New treaty provides boost to Europe’s rights and values

The Treaty of Lisbon came into force across the European Union on 1 December 2009. As well as helping to make an enlarged EU work more efficiently, the Treaty promises to make it easier to address major issues of the day and provide a boost to Europe’s social policy commitments.

In general terms, the Treaty paves the way for a more democratic and transparent EU. For example, the European Parliament has been given new decision-making powers, which means it has more of an influence on framing EU legislation and budgets than ever before.

Delivering “the goods”

Services of general interest (SGIs) are services provided by public authorities that are subject to specific public-service obligations. SGIs include services such as education and social protection, as well as commercial services in areas like transport, energy and communications, which are known as Services of general economic interest (SGEIs).

The Lisbon Treaty has introduced a new rule for SGIs which will require providers to take account of differences in user needs and preferences depending on where they live and on their cultural and social situation.

In addition, the Treaty now provides SGEIs with a legal basis, which will allow EU institutions to define how they are established and how they function, without prejudicing the competence of EU Member States. This change acknowledges the key role SGEIs can play in promoting social and territorial cohesion.

The Community’s working methods have been simplified and voting rules have been amended. Qualified majority voting in the Council – where Member States have the final say on EU policy and law – has been extended so there is less chance of deadlock.

And a streamlined institutional framework, headed by the new post of President of the European Council, promises to improve cooperation within the EU. This will make it easier to address a range of issues more effectively such as climate change, Europe’s ageing population, globalisation and energy supply.

The Treaty has also provided scope for the development of a new citizens’ initiative, which promises to give Europeans a stronger voice in policy making. If one million EU citizens from a variety of Member States sign a petition asking for action on a particular issue the Commission is duty bound bring forward proposals – providing the EU has the power to act.

Social affairs... and more

Lisbon stresses the link between the economy and social issues by stating that the EU will “work for the sustainable development of Europe based on balanced economic growth and price stability, a highly competitive social market economy, aiming at full employment and social progress.”

The Treaty also introduces two new clauses relevant to the social arena which the EU must consider when it defines and implements its policies and actions.

The first obliges the Community to promote a high level of employment and to tackle social exclusion while guaranteeing adequate social protection and good quality education, training and protection of human health.

The second clause underscores the EU’s commitment to combat discrimination based on gender, racial or ethnic origin, religion or belief, disability, age or sexual orientation.

The Treaty actually enshrines the EU’s Charter of Fundamental Rights into Community law, giving it binding legal force in almost all Member States. (The United Kingdom, Poland and the Czech Republic have negotiated opt-outs).

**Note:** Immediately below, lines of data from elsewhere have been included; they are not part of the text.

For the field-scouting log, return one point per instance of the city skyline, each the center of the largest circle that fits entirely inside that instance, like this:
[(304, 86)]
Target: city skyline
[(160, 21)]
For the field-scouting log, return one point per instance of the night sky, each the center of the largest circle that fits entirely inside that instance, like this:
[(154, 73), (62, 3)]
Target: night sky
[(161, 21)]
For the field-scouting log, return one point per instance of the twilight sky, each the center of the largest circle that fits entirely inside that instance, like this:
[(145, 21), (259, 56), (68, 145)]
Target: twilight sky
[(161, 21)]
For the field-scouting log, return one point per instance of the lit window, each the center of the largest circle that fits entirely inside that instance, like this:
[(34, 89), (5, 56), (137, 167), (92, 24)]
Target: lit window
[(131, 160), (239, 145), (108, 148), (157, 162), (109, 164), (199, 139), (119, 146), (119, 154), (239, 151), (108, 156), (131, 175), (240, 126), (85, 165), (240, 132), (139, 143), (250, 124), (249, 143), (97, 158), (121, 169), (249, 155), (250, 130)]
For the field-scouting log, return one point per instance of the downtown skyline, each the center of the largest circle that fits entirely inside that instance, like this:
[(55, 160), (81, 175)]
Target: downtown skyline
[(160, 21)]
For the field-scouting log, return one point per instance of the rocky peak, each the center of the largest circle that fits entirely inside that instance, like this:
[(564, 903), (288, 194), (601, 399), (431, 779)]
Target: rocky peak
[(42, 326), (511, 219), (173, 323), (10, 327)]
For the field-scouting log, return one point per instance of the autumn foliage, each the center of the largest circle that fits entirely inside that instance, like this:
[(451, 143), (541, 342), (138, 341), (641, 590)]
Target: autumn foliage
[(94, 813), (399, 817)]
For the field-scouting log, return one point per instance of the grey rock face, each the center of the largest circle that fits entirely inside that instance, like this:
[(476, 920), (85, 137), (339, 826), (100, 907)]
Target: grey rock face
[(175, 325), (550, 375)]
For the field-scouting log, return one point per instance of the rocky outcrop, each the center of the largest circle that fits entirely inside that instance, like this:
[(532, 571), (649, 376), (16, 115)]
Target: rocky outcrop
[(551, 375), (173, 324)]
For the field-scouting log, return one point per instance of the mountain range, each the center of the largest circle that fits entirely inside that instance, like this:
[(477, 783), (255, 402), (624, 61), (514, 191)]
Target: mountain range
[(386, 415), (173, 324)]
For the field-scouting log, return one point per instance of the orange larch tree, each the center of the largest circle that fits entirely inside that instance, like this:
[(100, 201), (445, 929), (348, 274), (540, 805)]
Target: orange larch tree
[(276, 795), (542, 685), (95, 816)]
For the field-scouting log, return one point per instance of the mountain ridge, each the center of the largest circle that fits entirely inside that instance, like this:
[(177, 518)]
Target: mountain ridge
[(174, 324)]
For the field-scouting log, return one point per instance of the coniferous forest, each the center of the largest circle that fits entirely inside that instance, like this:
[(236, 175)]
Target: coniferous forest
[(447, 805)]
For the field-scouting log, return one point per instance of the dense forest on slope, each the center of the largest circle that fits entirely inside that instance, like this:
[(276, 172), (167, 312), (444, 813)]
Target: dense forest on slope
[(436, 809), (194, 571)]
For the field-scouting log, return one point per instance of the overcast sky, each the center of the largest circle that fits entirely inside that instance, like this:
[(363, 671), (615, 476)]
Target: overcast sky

The Charter sets out a variety of civil, political, economic and social rights under six key areas:

  • dignity,
  • freedom,
  • equality,
  • solidarity,
  • citizenship and
  • justice.

Social issues dealt with by the Charter include workers’ rights, the right to social security and social assistance, and the right to reconcile family and professional life.

The role of social partners is also specifically provided for by the Treaty, which states that the EU must recognise and promote their role and undertake more social dialogue.